Adenovirüs ile enfekte Normal İnsan Hücreleri Viral Çoğaltma Bölme zenginleştirilmiş Alt nükleer Kesirler izolasyonu
Summary
We provide a novel strategy to isolate viral replication compartments (RC) from adenovirus (Ad)-infected human cells. This approach represents a cell-free system that can help to elucidate the molecular mechanisms regulating viral genome replication and expression as well as regulation of viral-host interactions established at the RC.
Abstract
During infection of human cells by adenovirus (Ad), the host cell nucleus is dramatically reorganized, leading to formation of nuclear microenvironments through the recruitment of viral and cellular proteins to sites occupied by the viral genome. These sites, called replication compartments (RC), can be considered viral-induced nuclear domains where the viral genome is localized and viral and cellular proteins that participate in replication, transcription and post-transcriptional processing are recruited.

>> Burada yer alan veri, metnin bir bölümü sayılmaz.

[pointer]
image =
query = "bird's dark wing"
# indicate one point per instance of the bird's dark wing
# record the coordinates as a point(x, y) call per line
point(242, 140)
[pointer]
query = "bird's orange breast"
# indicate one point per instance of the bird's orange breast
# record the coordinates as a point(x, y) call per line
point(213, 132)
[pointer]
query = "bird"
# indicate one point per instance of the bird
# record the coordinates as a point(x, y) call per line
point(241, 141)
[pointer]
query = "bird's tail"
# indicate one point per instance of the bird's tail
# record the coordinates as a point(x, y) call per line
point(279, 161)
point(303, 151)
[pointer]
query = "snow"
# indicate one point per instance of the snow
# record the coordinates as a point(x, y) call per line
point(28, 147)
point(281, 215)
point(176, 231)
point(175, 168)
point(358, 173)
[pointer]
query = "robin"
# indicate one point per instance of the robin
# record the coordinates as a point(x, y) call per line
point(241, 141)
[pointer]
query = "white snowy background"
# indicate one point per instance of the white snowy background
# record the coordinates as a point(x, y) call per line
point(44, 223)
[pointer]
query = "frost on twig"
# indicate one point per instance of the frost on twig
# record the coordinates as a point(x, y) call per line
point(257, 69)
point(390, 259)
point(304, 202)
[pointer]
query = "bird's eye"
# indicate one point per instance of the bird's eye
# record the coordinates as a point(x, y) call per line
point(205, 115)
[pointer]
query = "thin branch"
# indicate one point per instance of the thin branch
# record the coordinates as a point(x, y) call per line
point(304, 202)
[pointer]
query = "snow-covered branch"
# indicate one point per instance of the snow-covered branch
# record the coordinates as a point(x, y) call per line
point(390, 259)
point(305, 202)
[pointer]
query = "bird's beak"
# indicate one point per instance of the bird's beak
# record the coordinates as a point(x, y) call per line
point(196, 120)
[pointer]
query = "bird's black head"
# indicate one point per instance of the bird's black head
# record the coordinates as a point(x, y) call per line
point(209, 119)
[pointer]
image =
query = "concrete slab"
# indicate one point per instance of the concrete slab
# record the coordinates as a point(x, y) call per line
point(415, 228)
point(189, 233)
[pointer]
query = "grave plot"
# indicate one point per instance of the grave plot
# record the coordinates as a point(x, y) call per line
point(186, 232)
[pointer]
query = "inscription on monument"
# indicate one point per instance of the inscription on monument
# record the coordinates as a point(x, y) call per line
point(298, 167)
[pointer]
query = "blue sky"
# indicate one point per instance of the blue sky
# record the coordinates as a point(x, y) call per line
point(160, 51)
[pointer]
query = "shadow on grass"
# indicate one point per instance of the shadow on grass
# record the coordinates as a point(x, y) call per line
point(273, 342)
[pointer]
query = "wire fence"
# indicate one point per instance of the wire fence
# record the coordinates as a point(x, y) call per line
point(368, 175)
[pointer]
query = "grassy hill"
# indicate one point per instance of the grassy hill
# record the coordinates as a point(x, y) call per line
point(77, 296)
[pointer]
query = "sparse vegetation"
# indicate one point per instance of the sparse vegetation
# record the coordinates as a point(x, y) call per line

Moreover, cellular proteins involved in the antiviral response, such as tumor suppressor proteins, DNA damage response (DDR) components and innate immune response factors are also co-opted to RC. Although RC seem to play a crucial role to promote an efficient and productive replication cycle, a detailed analysis of their composition and associated activities has not been made. To facilitate the study of adenoviral RC and potentially those from other DNA viruses that replicate in the cell nucleus, we adapted a simple procedure based on velocity gradients to isolate Ad RC and established a cell-free system amenable to conduct morphological, functional and compositional studies of these virus-induced subnuclear structures, as well as to study their impact on host-cell interactions.
Introduction
Adenovirüsler, enfekte hücre çekirdeğinde replike olan bir çift sarmallı DNA genomunu içerir. Viral DNA çekirdeği girdiğinde, PML nükleer organları 1 bitişik lokalize. Viral erken gen ifadesinin ardından, nükleer mimarisi dramatik olarak adlandırılan viral mikroçevrelerde oluşumunu uyaran, yeniden düzenlenir viral çoğaltma Bölmeler (RC) 2. Adenovirüs (Ad) RC viral genomun replikasyonu ve viral geç genlerinin sentezlenmesi gerçekleşecek siteleri olduğundan, bu süreçlere katılmak için gerekli tüm viral ve hücresel faktörlerin alımı için bir ortam sağlar. İlginç bir şekilde, örneğin DNA hasar cevap olarak hücresel antiviral yanıt sorumlu olan hücresel proteinlerin, çeşitli doğal immün cevabı ve tümör bastırma yandaşlaştırılmıştır bu viral sitelerinin 2 için vardır. Eş zamanlı olarak düzenlenmesi sırasında etkin viral replikasyon teşvik Dolayısıyla, Reklam RC kabul edilebilir düzenleyici hubBu yapıların virüs konak hücre etkileşimleri anlamak için anahtar olduğunu belirten hücresel antiviral yanıt. Bununla birlikte, RC oluşumunun moleküler mekanizmalar, bunların kompozisyonu ve ilgili faaliyetler tam olarak anlaşılamamıştır.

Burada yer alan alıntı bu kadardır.